Several reasons have been identified as to why prescriptions changed from the previously-effective desiccated thyroid treatment. These factors included a desire for improved effectiveness, medical evidence, scientific theory, cultural fashion, and effective marketing.

  • Although thyroid extract was useful and usually effective, some patients continued to complain of fatigue, weight gain, or other symptoms. Dosing until the 1960s was often a matter of prolonged adjustment trials.
  • It was known that not all of the iodine content of thyroid extract was in the form of effective T4 and T3 and that actual content of available preparations varied more than the permitted 15%. It was hoped that better dosing precision with levothyroxine alone would increase the proportion of patients effectively treated. In 1980, a widely publicized investigation published in JAMA revealed continued large ranges of hormone content and potency in all of the available thyroid extracts on the American market.
  • By the 1960s, it was known that thyroxine was the essential hormone produced by the thyroid gland, and that most T3 was manufactured in other parts of the body by deiodination of thyroxine. It was demonstrated in hypothyroid animals and people that replacement of thyroxine alone corrected the measurable manifestations (laboratory test results) of hypothyroidism. By the 1970s doctors could measure T4, T3, and TSH in human blood with approximate accuracy and confirmed that treatment with thyroxine alone could produce normal blood levels of both T4 and T3, but desiccated thyroid caused supraphysiologic levels of T3. In the majority of patients normalization of these levels eliminated all signs and symptoms of hypothyroidism.
  • It was discovered that a healthy person varied the amount of T3 produced from T4 in response to changing needs and conditions and it seemed wiser not to bypass this control system by providing larger amounts of T3 than were naturally produced each day.
  • Furthermore, when T3 could be measured, it was discovered that thyroid extract and synthetic combinations of T4 and T3 produced significantly greater fluctuations of T3 throughout the day than occurred in healthy people or hypothyroid people treated with thyroxine alone.
  • Endocrinologists found that treatment with thyroxine alone worked as well or better than thyroid extract for the majority of patients, although even thyroxine did not reverse all the symptoms of a minority.
  • Cultural fashion and marketing played a role. In the middle of the 20th century, pharmaceutical chemists had been discovering the active molecules in a variety of plant and animal remedies, from aspirin and digitoxin to vitamins, and producing them synthetically with improvements in purity and dosage control. In that cultural context, it was easy to market pure levothyroxine as superior to dried animal glands.
  • Synthroid, one of the most successful brand names in pharmaceutical marketing history, became as synonymous with thyroid replacement to generations of American primary care doctors as Kleenex or Xerox became with their respective products.
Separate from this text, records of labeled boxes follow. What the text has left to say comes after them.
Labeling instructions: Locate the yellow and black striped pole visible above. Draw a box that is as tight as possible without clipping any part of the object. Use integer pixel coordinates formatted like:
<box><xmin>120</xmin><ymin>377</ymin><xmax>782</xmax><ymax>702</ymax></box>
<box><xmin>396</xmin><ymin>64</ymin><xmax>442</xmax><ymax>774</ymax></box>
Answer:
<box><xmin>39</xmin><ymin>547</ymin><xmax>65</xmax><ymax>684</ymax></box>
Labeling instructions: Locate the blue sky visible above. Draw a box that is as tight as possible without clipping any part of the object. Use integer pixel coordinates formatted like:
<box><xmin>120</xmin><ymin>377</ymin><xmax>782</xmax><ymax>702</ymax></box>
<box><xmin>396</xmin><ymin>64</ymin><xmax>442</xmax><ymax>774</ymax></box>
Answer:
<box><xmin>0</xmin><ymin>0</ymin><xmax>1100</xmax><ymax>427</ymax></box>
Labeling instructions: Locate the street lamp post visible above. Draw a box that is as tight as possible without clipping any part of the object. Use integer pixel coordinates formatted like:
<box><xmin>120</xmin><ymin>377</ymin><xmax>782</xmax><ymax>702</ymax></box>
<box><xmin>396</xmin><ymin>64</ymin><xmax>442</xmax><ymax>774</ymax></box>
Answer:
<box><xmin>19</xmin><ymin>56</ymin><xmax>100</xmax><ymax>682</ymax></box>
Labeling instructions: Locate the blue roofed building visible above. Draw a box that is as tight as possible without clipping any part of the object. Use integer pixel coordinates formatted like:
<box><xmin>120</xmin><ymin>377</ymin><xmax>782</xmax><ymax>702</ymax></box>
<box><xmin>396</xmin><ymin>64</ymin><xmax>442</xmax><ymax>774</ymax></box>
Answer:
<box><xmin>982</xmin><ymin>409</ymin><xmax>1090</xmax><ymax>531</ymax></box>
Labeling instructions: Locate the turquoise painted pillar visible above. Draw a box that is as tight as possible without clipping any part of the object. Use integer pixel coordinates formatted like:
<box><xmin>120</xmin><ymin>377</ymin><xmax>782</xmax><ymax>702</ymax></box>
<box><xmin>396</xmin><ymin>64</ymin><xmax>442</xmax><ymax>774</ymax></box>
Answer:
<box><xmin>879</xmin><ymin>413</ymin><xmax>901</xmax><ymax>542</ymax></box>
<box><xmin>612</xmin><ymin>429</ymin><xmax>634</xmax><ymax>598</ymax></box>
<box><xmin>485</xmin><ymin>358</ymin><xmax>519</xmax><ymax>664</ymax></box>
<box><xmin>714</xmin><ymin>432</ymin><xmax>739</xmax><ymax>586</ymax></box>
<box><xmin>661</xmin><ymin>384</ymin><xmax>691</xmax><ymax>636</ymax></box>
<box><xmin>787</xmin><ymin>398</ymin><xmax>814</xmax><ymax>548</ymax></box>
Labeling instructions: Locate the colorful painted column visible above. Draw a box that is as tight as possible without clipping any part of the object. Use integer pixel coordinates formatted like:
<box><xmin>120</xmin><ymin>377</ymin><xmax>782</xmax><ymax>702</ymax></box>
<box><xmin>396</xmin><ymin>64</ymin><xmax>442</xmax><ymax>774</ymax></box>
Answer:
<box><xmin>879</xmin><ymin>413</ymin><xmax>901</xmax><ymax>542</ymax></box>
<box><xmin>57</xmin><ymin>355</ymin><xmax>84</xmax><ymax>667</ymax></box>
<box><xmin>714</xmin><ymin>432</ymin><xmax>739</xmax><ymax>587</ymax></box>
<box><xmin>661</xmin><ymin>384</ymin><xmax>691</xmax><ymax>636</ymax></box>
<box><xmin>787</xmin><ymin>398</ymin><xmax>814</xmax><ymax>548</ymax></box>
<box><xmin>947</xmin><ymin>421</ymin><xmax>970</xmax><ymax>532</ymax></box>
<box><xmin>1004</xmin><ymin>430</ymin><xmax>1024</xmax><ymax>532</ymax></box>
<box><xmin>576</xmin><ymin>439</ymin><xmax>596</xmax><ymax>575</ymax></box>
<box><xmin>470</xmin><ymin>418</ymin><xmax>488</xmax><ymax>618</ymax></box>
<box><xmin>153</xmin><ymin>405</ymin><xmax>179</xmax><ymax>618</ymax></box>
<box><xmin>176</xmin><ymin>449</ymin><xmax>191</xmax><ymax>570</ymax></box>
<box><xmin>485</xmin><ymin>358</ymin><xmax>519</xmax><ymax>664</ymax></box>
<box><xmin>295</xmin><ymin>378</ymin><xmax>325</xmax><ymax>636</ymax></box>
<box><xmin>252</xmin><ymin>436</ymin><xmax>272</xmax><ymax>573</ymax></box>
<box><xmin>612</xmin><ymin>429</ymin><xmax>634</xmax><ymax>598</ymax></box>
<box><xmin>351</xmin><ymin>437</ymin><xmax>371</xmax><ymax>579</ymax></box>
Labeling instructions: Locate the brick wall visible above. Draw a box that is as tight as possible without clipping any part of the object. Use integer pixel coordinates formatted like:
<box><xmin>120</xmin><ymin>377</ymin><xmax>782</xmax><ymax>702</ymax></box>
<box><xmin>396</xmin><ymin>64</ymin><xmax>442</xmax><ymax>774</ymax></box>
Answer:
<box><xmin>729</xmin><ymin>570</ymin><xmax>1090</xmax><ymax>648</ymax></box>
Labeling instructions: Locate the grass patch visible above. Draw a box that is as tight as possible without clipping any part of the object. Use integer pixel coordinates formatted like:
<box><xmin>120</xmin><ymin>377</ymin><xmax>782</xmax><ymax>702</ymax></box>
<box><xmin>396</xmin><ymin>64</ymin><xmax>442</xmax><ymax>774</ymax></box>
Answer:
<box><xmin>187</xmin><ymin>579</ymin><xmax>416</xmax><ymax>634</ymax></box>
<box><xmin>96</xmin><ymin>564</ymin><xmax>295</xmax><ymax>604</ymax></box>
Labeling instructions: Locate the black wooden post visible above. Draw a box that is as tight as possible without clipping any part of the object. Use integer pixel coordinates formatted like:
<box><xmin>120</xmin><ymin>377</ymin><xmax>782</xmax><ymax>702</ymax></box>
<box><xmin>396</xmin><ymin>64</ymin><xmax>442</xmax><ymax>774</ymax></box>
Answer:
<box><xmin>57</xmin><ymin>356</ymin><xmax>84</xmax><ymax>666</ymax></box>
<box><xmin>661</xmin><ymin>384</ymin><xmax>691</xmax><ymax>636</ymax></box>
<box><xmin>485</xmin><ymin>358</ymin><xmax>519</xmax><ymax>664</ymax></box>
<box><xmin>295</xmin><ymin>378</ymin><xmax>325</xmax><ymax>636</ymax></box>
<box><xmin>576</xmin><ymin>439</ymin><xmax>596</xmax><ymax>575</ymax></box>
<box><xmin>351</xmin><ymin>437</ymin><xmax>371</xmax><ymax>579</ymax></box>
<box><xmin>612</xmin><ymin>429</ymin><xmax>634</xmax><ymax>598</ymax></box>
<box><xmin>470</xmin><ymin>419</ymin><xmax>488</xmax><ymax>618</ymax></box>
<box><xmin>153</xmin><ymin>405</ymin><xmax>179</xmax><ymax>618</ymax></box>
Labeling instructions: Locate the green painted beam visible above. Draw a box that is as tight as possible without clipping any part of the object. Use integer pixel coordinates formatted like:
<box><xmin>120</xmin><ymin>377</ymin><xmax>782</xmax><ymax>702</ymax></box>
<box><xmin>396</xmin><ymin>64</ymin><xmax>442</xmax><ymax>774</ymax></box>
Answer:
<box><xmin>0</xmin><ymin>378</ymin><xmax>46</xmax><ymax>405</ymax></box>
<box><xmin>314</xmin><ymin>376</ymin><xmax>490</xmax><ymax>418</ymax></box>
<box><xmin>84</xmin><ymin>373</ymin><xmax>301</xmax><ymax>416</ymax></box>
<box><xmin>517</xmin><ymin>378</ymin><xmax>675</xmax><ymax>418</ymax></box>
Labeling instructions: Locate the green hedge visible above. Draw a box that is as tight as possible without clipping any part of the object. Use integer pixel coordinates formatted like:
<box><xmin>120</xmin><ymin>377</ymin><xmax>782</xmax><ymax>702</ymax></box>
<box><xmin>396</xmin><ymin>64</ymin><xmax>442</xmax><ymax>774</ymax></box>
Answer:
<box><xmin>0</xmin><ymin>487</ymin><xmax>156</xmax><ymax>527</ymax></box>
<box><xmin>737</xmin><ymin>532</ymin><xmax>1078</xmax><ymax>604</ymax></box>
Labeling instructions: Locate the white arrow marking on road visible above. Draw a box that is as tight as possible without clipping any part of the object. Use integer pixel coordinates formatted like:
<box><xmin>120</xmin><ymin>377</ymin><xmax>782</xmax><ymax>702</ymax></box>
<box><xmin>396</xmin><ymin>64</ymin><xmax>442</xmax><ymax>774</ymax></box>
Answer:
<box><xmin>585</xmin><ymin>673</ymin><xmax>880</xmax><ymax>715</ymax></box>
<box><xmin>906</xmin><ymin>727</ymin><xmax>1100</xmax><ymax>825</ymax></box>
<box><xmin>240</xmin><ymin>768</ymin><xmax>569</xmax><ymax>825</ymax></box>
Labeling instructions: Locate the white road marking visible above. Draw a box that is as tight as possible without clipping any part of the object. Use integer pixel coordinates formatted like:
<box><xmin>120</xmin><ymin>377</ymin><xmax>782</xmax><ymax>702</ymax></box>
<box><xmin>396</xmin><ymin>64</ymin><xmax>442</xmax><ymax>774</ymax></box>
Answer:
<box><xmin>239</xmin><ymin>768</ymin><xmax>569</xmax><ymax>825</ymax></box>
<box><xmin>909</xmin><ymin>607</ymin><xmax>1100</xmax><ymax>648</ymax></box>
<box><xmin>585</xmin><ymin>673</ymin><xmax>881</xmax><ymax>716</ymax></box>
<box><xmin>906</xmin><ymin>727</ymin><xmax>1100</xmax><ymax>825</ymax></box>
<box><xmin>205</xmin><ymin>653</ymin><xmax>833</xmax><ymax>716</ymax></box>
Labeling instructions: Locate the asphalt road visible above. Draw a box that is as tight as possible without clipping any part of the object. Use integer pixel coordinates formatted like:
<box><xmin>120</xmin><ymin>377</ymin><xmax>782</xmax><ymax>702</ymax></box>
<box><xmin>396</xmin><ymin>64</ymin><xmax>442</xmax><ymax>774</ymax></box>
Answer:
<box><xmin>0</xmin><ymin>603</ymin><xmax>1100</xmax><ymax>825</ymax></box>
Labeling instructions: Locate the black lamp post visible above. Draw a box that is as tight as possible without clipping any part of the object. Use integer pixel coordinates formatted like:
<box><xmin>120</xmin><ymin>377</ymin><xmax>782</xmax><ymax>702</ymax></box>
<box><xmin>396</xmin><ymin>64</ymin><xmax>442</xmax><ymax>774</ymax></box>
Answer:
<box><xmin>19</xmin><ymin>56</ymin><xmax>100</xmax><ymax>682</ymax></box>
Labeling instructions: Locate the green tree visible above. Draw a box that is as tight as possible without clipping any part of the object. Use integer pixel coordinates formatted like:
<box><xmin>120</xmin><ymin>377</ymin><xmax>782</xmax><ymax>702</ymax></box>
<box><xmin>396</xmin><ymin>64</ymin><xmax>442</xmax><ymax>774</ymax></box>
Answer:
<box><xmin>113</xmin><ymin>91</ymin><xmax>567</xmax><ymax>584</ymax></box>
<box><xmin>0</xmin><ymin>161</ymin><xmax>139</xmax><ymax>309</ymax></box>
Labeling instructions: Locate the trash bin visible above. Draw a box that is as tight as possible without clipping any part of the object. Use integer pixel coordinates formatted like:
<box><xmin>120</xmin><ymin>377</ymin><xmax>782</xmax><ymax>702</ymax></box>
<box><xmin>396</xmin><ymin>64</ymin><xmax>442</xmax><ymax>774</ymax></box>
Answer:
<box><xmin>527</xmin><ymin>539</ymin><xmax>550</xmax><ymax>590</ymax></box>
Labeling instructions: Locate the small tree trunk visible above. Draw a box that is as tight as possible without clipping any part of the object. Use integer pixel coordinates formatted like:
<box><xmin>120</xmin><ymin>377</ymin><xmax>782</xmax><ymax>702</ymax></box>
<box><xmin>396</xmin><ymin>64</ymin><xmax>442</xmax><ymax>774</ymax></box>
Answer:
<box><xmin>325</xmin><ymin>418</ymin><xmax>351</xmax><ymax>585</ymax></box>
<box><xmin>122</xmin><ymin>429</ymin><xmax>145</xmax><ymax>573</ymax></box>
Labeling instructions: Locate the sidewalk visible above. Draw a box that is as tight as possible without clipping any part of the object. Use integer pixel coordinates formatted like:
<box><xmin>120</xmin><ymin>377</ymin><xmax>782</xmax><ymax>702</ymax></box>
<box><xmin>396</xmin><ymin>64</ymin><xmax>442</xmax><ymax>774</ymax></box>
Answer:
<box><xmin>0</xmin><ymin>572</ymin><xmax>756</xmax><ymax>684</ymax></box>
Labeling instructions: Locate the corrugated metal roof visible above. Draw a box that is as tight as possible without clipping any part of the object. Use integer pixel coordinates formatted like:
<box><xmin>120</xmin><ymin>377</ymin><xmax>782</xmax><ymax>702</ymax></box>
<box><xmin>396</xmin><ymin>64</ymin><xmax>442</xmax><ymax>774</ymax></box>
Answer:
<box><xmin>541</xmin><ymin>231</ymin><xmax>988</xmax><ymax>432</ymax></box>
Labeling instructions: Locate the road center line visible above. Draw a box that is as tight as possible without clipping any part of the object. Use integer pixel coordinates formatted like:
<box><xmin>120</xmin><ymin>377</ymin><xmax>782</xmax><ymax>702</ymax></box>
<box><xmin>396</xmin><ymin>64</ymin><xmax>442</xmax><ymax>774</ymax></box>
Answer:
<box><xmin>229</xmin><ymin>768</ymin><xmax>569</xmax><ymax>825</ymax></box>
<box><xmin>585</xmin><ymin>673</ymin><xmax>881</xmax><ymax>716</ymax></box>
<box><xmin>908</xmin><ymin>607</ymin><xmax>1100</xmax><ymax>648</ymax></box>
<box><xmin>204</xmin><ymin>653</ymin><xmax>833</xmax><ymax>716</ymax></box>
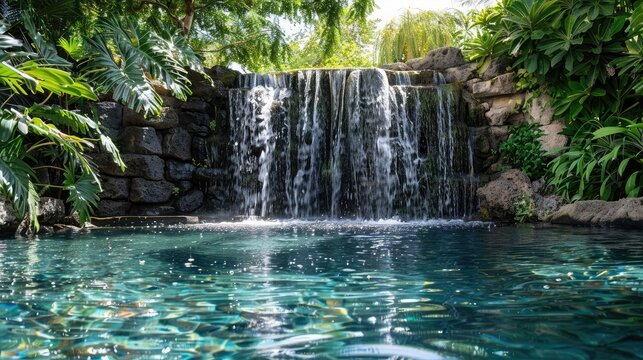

Thyroid care changed in other ways as well. Accurate T4 and T3 measurements became widely used in the 1970s, and by the late 1980s, TSH measurement had become sensitive enough to detect mild degrees of hyperthyroidism and overtreatment. To no one's surprise, blood levels of thyroid hormones and TSH were found to be the best predictors of objective benefits from thyroid replacement: those with the most severe measurable deficiency enjoyed the most dramatic and sustained benefits. It was also discovered that even mild hyperthyroidism as defined by a suppressed TSH level, whether due to disease or overtreatment, was associated with poorer bone density in women, and with higher rates of atrial fibrillation in elderly patients. Doctors began to trust the TSH measurement more and more as the index of optimal replacement dose.

As more doctors prescribed thyroxine instead of thyroid extract, the use of thyroid extract became associated with those whose medical practices deviated in many ways from standard care. (See complementary and alternative medicine.) This association became a disincentive for using thyroid extract, and those prescribing it were considered to be unscientific and irrational practitioners.